Il a présidé pendant plusieurs années le Conseil Supérieur du Pays, véritable laboratoire du projet d’émancipation qui a abouti à l’indépendance. Louis Rwagasore sera d’ailleurs sollicité par les membres de ce Conseil pour accompagner le roi Mwambutsa, son père, afin de remettre au Résident Régnier, à Gitega, le projet de Constitution du Burundi élaboré par cette institution. Ce fut considéré, à l’époque, comme une démarche très audacieuse,puisqu’un projet de Constitution équivalait à une déclaration unilatérale d’indépendance. Une belle provocation en somme !

Pendant la période de l’autonomie, qui a précédé la lutte pour l’indépendance, la Tutelle belge avait pris la décision d’interdire aux membres de la famille royale, jusqu’au troisième degré de descendance, de faire de la politique. De ce fait, elle a demandé au roi Mwambutsa de désavouer publiquement son fils. Ce qu’il ne fit jamais. Mwambutsa Bangiricenge a soutenu très discrètement et très efficacement son fils tout au long de la lutte pour l’indépendance.

La nuit fatale de l’assassinat de Louis Rwagasore sur la terrasse du restaurant Tanganyika, Mwambutsa était en province. Il est descendu par hasard vers Bujumbura. Au kilomètre 18 de Bujumbura, sur la route vers Bugarama, il a pris en auto-stop un jeune Européen dont la voiture était en panne sèche et l’a ramené à Bujumbura. Le Roi apprendra plus tard que ce jeune homme était grec et son nom Kageorgis. C’est lui qui venait d’assassiner son fils quand il l’a ramené à Bujumbura.

Malgré le chagrin immense, Mwambutsa a eu une réaction absolument extraordinaire. « Quiconque veut me venger garde son calme », a-t-il déclaré. En effet, les partisans de Louis Rwagasore, révoltés par sa mort, auraient pu lancer une expédition punitive d’ampleur contre les présumés coupables de l’assassinat de Louis Rwagasore. Or les Belges faisaient évidemment partie de ces présumés coupables ! Mwambutsa a donc évité la catastrophe qui aurait pu reculer la date de l’indépendance et faire sombrer le pays dans une terrible guerre civile.

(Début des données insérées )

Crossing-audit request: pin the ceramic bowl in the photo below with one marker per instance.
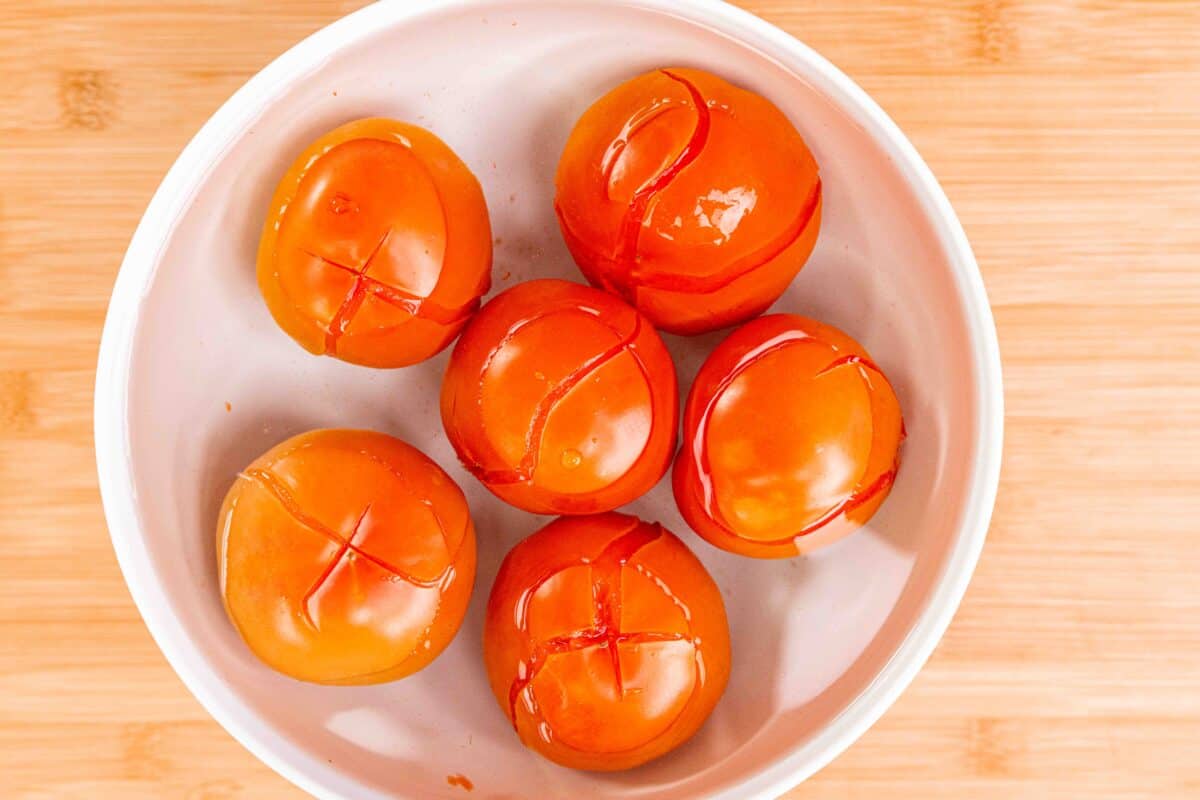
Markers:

Mwambutsa, selon le témoignage d’un membre de sa famille, souffrait d’un cancer de l’estomac depuis la mort de son fils aîné Louis Rwagasore. Cependant, meurtri mais digne et debout, il a assisté aux cérémonies de l’indépendance du Burundi.

Une grandeur d’âme et une noblesse inaccessibles pour Pierre Nkurunziza.